Türkmenler de bu kitaba inanır. Kakailik Irak‟a, İran‟dan sufiler aracılığıyla bin yıl önce köylere getirilmiştir. Bektaşiler gibi Kakailikte de mürit, delil, sufi ve seyit diye dört önemli ünvan vardır. Müritler seyitten olan biriyle evlenemez. Seyit olabilmesi için pir olabilmesi gerekir. Kakai inanışında yedi tane pir var. Bünyamin Cebrail‟in kendisinde vücut bulduğu en önde gelen ve dünyayı kontrol eden pirdir. Bir insan ölürse, ruhu başka bir insana geçer. Yani ölüm yoktur. Ölen bedendir, kalan ruhtur. Mesela kaybolan Sultan İshak burada Hacı Bektaş olarak görünmüştür. Seyitler dini ibadetleri yaptırmakla görevlidir. Kakailerin dini törenleri, dini inanışları Şebekler ve Bektaşilerle benzer. Fark tenasüh yani, ruh değişimindedir.

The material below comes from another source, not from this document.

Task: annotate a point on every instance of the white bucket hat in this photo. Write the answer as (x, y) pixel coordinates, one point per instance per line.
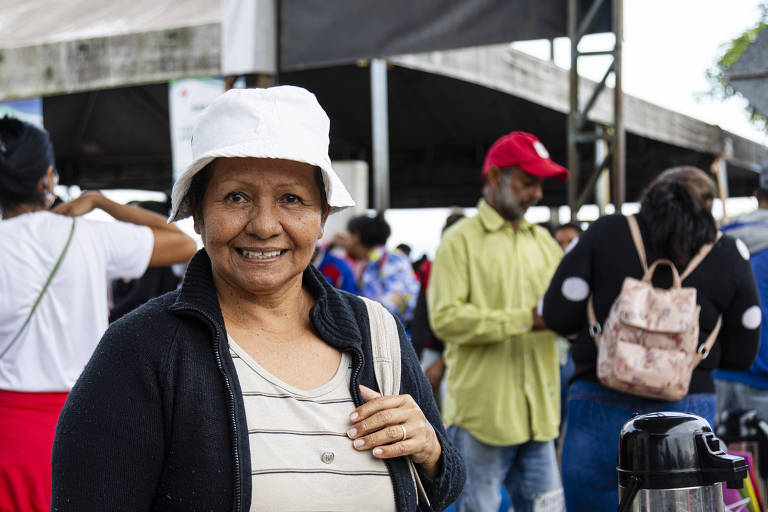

(https://orsam.org.tr/index.php)

(8)

3.1. Kakailikte Tenasüh ve Hulül İnancı

Geleneksel dinlerden monist dinlere kadar her dinde ortaya çıkan hulûl, fevkal beşer ilâhî kudretin insan, hayvan sûretinde somutlaşmasını ifade eder. Animistik dinlerde, eski Mısır ve Grekler‟de, Hinduizm ve Hıristiyanlık‟ta asıl konumuna kavuşmuştur. Mesela Eskimolarda olduğu gibi ruhlar, akrabalarının bedenleriyle öldükten sonra tekrar yeryüzüne döndükleri düşüncesine eski kültürlerde sıkça rastlanmaktadır. Şamanlar, törende taktıkları maskla temsil ettiği varlığın ruhuna ait olduklarına inanırlar. Eski Mısır‟da firavun tanrı Horus‟un bedenleşmiş halidir. Yunanlar‟da Zeus ve Artemis hayvan bedeninde yeryüzüne gelirlerdi.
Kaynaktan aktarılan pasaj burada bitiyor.